4. Domestic Debt Composition — Additional Notes

The structure favors long-term instruments: Treasury Bonds (59.2%), Treasury Bills (38.2%), Other government securities (2.6%). Government raised TZS 327.7 billion in October, shifting 55% to bonds for maturity extension (average 8.2 years).

Implication: The government continues shifting toward long-term borrowing (bonds) to reduce refinancing pressure and stabilize debt servicing costs (interest at 6.5% of budget). This lowers rollover risks (from 25% in 2024), supporting fiscal space for 34% budget growth in FY2025/26, but higher bond issuance could elevate yields if private demand lags, per Afreximbank analysis.

Economic Implications: Prolongs maturity profile (up from 6.5 years), curbing liquidity squeezes and aiding 4.7-month reserve cover.
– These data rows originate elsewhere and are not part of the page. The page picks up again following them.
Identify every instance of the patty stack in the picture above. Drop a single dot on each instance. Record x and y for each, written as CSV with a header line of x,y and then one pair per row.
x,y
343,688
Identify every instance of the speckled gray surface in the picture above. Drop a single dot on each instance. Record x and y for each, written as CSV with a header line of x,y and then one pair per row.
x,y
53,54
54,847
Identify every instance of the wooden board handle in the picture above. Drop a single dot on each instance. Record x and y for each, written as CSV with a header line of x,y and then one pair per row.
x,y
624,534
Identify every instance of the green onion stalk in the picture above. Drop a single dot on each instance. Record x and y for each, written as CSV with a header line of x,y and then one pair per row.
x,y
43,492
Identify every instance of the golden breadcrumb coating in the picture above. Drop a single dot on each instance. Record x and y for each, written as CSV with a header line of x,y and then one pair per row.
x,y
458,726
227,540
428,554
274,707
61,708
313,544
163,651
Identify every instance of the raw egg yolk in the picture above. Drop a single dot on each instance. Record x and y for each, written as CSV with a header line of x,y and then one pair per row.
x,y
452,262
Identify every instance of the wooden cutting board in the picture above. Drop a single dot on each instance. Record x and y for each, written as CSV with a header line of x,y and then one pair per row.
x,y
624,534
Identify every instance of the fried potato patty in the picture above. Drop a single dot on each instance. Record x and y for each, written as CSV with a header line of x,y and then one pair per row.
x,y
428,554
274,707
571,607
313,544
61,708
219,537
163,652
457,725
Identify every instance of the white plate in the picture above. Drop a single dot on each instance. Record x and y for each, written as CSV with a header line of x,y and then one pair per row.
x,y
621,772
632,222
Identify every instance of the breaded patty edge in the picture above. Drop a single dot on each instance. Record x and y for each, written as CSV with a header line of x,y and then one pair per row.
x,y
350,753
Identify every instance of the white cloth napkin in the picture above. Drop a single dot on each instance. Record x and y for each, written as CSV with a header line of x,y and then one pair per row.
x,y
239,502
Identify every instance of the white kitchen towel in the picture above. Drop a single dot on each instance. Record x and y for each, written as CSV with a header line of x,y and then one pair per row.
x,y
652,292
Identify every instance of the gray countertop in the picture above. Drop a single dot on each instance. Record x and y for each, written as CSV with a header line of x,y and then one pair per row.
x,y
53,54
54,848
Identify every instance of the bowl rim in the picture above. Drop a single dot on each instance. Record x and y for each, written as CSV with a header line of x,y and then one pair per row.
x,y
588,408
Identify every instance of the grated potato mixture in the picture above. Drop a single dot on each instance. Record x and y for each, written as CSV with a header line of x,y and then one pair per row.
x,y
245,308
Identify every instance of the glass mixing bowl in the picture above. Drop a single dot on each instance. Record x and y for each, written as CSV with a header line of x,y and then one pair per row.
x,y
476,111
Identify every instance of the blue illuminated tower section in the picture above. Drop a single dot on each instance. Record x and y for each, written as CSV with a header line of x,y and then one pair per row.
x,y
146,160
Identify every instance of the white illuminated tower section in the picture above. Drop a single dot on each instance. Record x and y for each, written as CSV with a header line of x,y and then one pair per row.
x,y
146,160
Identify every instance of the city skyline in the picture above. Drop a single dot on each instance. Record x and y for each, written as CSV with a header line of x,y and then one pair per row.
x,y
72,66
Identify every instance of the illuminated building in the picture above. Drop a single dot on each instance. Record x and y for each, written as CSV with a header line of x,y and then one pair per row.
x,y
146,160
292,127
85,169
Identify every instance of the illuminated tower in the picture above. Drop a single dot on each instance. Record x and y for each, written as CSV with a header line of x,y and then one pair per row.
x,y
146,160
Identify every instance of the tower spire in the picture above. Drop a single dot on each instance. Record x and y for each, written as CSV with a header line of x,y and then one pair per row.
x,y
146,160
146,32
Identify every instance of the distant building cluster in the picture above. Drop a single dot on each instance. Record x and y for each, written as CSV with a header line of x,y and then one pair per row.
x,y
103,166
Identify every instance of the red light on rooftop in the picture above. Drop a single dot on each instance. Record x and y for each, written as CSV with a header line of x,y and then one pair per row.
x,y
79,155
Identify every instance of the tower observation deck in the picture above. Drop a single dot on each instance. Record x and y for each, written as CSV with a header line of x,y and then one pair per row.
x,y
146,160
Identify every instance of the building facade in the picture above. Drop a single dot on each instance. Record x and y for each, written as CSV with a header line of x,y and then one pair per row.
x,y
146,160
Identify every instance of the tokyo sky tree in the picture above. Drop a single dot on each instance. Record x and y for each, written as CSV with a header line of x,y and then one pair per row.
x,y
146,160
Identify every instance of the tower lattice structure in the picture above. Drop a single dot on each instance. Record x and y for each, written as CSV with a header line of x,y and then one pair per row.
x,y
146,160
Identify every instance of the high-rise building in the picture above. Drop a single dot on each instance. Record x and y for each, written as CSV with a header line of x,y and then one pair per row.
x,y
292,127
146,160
Enables infra-led growth (2% GDP boost from projects), but if yields rise >12%, it could crowd out investment, slowing non-mining sectors to 5.5%.

5. Key Takeaways

  • Total domestic debt: TZS 38.1 trillion, up 1.8% MoM, financing 40% of budget amid 13.1% tax-to-GDP (low vs. peers).
  • Major creditors: Commercial Banks (35%), Bank of Tanzania (29.9%), Pension Funds (16.4%)—financial sector holds 81.3%.
  • Domestic debt remains dominated by the financial sector: Stable but exposed; banking balance sheets 25% tied to sovereigns.
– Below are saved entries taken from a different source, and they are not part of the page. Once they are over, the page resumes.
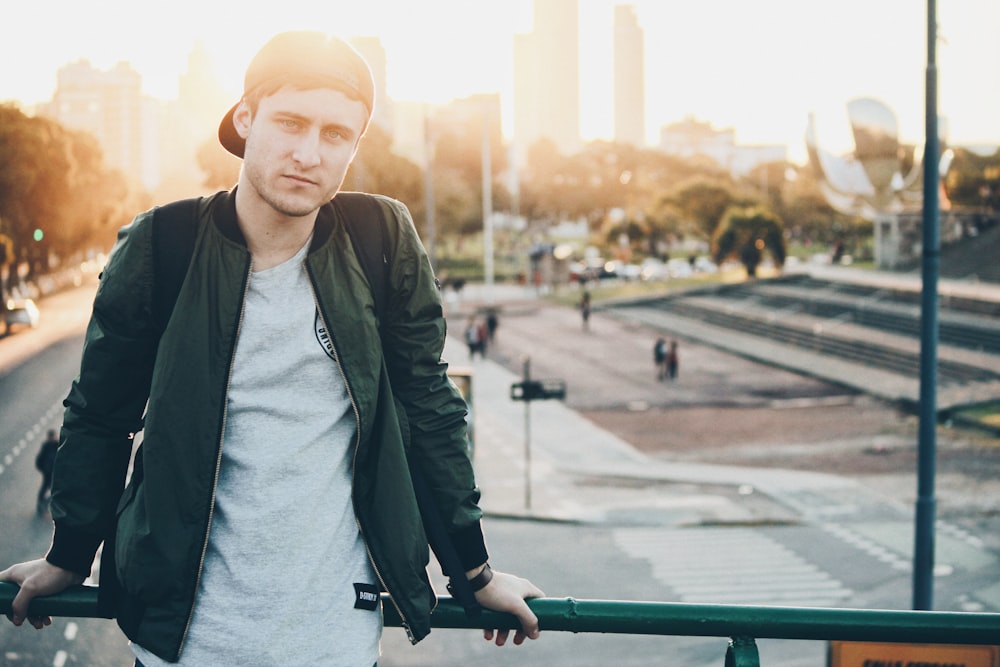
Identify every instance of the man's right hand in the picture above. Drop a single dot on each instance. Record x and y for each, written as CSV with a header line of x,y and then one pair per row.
x,y
36,578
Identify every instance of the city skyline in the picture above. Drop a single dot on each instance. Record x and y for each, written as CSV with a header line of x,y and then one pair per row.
x,y
758,68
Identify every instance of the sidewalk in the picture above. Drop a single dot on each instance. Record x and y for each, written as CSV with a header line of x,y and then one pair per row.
x,y
544,461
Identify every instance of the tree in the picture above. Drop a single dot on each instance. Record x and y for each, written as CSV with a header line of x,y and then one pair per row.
x,y
703,202
57,196
745,234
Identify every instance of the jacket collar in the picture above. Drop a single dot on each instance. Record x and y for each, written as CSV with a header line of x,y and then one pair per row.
x,y
224,213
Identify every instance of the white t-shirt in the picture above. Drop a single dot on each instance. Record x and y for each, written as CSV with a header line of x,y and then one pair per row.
x,y
286,580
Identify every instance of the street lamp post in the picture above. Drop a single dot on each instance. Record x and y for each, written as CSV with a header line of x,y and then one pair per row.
x,y
923,551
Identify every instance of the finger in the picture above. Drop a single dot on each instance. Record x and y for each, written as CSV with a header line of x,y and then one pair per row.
x,y
19,607
39,622
529,622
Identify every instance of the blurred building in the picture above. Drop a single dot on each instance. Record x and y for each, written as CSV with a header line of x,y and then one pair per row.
x,y
630,78
372,50
108,104
690,137
547,78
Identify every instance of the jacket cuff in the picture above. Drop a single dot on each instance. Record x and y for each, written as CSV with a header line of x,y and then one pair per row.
x,y
73,550
470,546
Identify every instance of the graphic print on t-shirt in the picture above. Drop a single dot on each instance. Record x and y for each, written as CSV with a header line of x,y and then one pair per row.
x,y
323,336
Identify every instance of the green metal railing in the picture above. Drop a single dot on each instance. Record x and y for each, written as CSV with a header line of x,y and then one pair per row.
x,y
742,624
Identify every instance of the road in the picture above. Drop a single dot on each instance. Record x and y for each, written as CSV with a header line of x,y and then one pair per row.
x,y
36,368
638,538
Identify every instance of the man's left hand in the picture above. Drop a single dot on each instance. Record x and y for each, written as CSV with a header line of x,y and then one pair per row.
x,y
507,593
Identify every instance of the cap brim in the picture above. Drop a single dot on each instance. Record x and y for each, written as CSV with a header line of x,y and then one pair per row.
x,y
228,137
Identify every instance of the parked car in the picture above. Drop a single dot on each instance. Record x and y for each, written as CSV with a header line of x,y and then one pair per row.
x,y
21,312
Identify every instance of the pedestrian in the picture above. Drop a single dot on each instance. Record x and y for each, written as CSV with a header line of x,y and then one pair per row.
x,y
475,338
45,462
672,361
660,357
270,499
492,322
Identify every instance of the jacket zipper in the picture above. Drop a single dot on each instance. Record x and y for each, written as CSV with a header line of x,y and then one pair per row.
x,y
218,460
357,447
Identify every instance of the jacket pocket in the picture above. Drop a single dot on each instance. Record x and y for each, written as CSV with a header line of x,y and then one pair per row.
x,y
141,567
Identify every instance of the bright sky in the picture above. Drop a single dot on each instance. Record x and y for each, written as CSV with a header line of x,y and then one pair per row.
x,y
757,66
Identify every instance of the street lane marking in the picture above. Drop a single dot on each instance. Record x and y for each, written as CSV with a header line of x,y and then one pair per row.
x,y
31,436
730,567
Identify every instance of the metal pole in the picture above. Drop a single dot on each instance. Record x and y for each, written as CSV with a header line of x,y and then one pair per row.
x,y
923,549
429,191
527,438
487,204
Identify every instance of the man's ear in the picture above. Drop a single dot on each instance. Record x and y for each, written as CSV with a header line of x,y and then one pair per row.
x,y
242,119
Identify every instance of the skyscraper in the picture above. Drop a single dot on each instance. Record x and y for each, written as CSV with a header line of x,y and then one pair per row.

Broader Economic Implications: This composition ensures low-cost funding (average rate 10.8%), underpinning 6% GDP growth and single-digit inflation, per World Bank. It mitigates FX risks (69.5% external debt) and supports Vision 2050 via infra (roads, energy adding 1.5% growth). Yet, crowding-out risks private credit (16.1% YoY vs. 20% target), impacting jobs (youth unemployment 13.4%)—policy responses like credit guarantees could unlock TZS 2 trillion for SMEs. Sustained at 17% GDP, it signals resilience, but diversification (e.g., green bonds) is key to avoid transmission lags to lending rates.